Bug 1031682

Summary: dist-geo-rep: One of the nodes is taking more than 6 days to sync data when it's Active replica pair went down unexpectedly.
Product: [Red Hat Storage] Red Hat Gluster Storage Reporter: M S Vishwanath Bhat <vbhat>
Component: geo-replicationAssignee: Bug Updates Notification Mailing List <rhs-bugs>
Status: CLOSED EOL QA Contact: storage-qa-internal <storage-qa-internal>
Severity: high Docs Contact:
Priority: high    
Version: 2.1CC: avishwan, chrisw, csaba, mzywusko
Target Milestone: ---Keywords: ZStream
Target Release: ---   
Hardware: x86_64   
OS: Linux   
Whiteboard: consistency
Fixed In Version: Doc Type: Bug Fix
Doc Text:
Story Points: ---
Clone Of: Environment:
Last Closed: Type: Bug
Regression: --- Mount Type: ---
Documentation: --- CRM:
Verified Versions: Category: ---
oVirt Team: --- RHEL 7.3 requirements from Atomic Host:
Cloudforms Team: --- Target Upstream Version:
Embargoed:

Description M S Vishwanath Bhat 2013-11-18 14:35:50 UTC
Description of problem:
I created a 12 node geo-rep master cluster with 6*2 dist-rep volume and created 19+ million files on it. Now I create one more 12 node slave cluster which has 6*2 dist-rep volume and start the geo-rep between them. I was using tar+ssh as the syncing method. For some unknown reason yet, one of the glusterfsd went down unexpectedly and the other node which became Active is taking mre than 6 days to sync it. All other nodes have finished syncing more than 24 hours ago.

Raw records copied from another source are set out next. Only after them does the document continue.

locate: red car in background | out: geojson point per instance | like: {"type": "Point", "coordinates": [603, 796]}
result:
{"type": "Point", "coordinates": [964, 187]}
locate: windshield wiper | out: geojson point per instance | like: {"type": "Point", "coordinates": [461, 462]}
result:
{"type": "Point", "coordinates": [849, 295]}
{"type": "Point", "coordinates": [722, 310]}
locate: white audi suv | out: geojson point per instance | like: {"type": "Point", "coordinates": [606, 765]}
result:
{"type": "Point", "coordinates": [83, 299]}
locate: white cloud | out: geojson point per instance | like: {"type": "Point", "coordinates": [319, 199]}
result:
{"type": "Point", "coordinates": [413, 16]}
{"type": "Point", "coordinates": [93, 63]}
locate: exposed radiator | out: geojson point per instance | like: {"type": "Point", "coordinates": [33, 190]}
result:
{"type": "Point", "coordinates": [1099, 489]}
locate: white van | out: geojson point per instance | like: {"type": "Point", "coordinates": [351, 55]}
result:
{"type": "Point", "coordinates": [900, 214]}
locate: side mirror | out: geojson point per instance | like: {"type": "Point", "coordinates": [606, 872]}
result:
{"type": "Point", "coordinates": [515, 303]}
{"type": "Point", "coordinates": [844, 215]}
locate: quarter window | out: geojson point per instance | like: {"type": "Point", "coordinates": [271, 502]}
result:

Version-Release number of selected component (if applicable):
glusterfs-3.4.0.43rhs-1.el6rhs.x86_64

How reproducible:
I hit this in my 19+ million file setup. Not easy to reproduce it at all it is reproducible.

Steps to Reproduce:
1. Create 6*2 master volume with 12 nodes.
2. Create around 20 million small files in it. 
3. Now create 6*2 slave volume with 12 nodes.
4. Now geo-rep create between master and slave. But don't start the geo-rep session yet.
5. Use the config CLI to use tar+ssh as the syncing method. use-tarssh true.
6. start the geo-rep session between master and slave.
7. Set the checkpoint to now.

Actual results:

Status details on the 6th day after staring geo-rep of 20 million files.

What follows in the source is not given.